MSDの抗PD-1抗体「キイトルーダ」と化学療法(パクリタキセルおよびカルボプラチン)の併用療法が、昨年12月27日、進行・再発の子宮体癌に対する一次療法としての適応追加承認を国内で取得した。
子宮体がんは子宮体部にできるがんで、そのほとんどが子宮内膜から発生することから子宮内膜がんとも呼ばれている。日本では、2020年には約1.8万人が子宮体がんと診断され、2023年には約2900人が亡くなっている。
自覚症状は不正出血が最も多く、進行すると下腹部の痛みや性交時の痛み、腰痛や下肢のむくみなどの症状が現れる場合もある。子宮体がんはがんが子宮に留まっている段階で発見できれば比較的予後が良いと言われているが、進行または再発した場合の治療法は限定的であり、新たな選択肢が求められている。

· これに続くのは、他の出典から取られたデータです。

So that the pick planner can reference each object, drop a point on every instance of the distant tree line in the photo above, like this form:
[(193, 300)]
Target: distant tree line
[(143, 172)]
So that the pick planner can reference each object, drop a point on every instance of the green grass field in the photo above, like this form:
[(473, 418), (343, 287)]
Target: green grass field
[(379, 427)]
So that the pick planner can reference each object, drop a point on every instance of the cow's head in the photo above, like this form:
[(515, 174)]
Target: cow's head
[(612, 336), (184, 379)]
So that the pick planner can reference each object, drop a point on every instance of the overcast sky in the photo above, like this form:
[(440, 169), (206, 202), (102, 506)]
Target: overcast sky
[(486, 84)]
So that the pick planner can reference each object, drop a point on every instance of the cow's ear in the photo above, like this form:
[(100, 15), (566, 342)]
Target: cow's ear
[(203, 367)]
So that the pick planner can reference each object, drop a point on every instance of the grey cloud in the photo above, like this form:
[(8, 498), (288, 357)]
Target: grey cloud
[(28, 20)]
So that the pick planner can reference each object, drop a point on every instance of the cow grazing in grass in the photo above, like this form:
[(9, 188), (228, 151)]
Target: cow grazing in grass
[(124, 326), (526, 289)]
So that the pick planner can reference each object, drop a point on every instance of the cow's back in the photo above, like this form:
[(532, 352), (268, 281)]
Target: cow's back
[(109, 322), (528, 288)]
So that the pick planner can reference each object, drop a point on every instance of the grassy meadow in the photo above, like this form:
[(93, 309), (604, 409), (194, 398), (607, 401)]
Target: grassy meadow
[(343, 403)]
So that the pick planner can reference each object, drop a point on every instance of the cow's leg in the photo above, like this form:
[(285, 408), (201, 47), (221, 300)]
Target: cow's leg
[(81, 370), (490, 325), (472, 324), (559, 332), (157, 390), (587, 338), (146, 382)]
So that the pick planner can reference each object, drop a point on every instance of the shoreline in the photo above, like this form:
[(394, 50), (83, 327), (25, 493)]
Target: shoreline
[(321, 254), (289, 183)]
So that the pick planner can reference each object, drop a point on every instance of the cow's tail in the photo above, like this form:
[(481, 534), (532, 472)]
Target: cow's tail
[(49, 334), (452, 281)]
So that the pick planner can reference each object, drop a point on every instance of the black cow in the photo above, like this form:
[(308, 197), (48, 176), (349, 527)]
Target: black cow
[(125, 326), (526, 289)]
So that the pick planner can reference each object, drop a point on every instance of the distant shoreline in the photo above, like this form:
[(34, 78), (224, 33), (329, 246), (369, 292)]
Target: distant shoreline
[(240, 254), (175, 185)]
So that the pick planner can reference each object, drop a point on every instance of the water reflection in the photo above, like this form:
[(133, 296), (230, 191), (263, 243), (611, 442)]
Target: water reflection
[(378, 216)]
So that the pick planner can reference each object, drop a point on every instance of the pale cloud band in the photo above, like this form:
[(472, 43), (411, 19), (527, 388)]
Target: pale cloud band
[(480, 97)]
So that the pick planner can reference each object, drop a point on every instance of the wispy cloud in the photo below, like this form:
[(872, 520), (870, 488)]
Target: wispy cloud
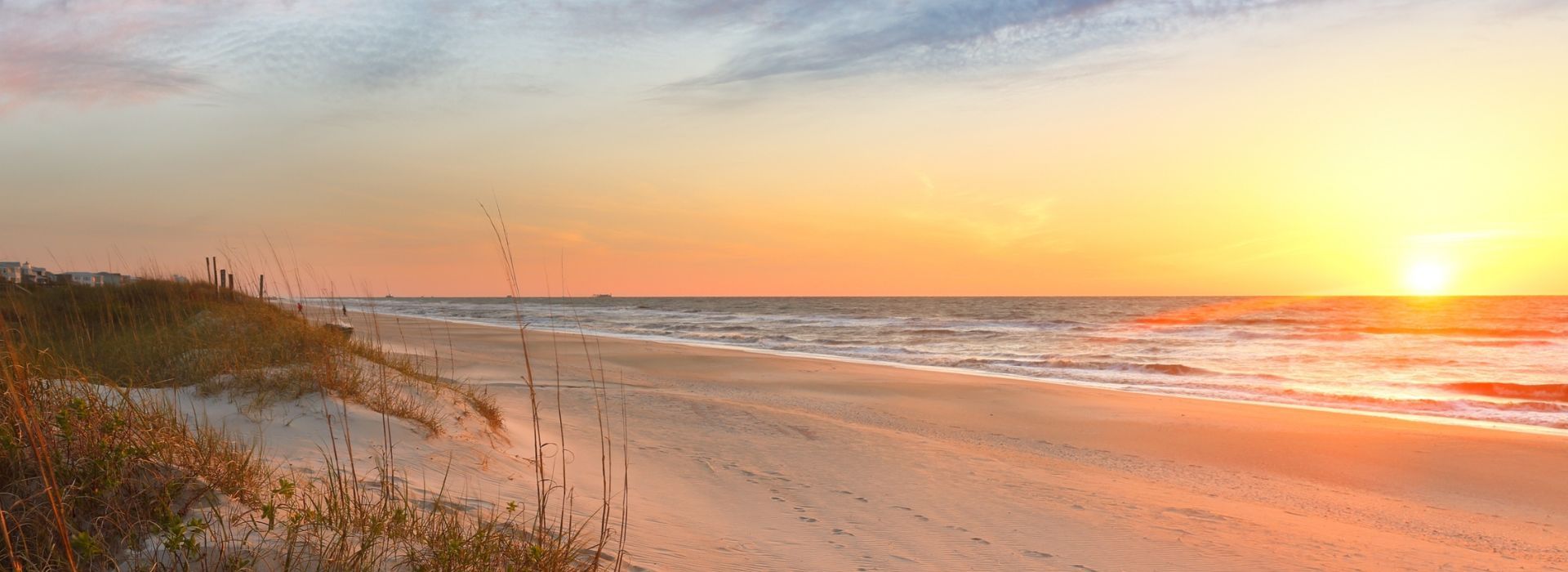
[(91, 52), (835, 39)]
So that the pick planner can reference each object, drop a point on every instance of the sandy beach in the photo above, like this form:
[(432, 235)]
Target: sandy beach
[(745, 461)]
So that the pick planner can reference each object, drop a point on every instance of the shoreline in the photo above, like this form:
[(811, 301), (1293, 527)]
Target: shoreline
[(1010, 377), (744, 459)]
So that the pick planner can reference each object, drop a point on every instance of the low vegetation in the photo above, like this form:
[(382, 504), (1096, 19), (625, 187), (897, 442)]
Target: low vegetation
[(93, 476)]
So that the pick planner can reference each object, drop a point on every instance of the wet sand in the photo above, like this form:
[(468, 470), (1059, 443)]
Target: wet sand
[(745, 461)]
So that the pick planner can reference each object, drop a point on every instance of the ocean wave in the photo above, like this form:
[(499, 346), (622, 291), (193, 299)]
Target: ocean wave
[(1068, 364), (1545, 392)]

今回の適応追加承認は、化学療法歴のない進行・再発の子宮体がん患者810例(日本人7例を含む)を対象に、患者のミスマッチ修復(MMR)の状態に基づきMMR 正常(pMMR)(588例)またはMMR 欠損(dMMR)(222例)の集団別に、キイトルーダと化学療法(パクリタキセルおよびカルボプラチン)との併用療法、およびその後のキイトルーダ単独療法の有効性および安全性を検討した国際共同P3試験(KEYNOTE-868/NRG-GY018試験)のデータに基づくもの。
同試験において、pMMR およびdMMR のいずれの集団でもキイトルーダと化学療法との併用療法、およびその後のキイトルーダ単独療法は、プラセボと化学療法との併用療法、およびその後のプラセボ投与と比較して、主要評価項目である無増悪生存期間(PFS)を有意に延長した(pMMR集団におけるPFS: HR=0.57 [95% CI, 0.44-0.74]; P<0.0001、dMMR集団におけるPFS: HR=0.34 [95% CI, 0.22-0.53]; P<0.0001)。
安全性については、安全性解析対象例382例中365例(95.5%)(日本人2例中2例を含む)に副作用が認められた。
主な副作用(20%以上)は、疲労225例(58.9%)、貧血178例(46.6%)、脱毛症163例(42.7%)、悪心146例(38.2%)、末梢性感覚ニューロパチー117例(30.6%)、便秘112例(29.3%)、下痢110例(28.8%)、末梢性ニューロパチー98例(25.7%)、白血球数減少97例(25.4%)、血小板数減少93例(24.3%)、好中球数減少87例(22.8%)および関節痛80例(20.9%)であった。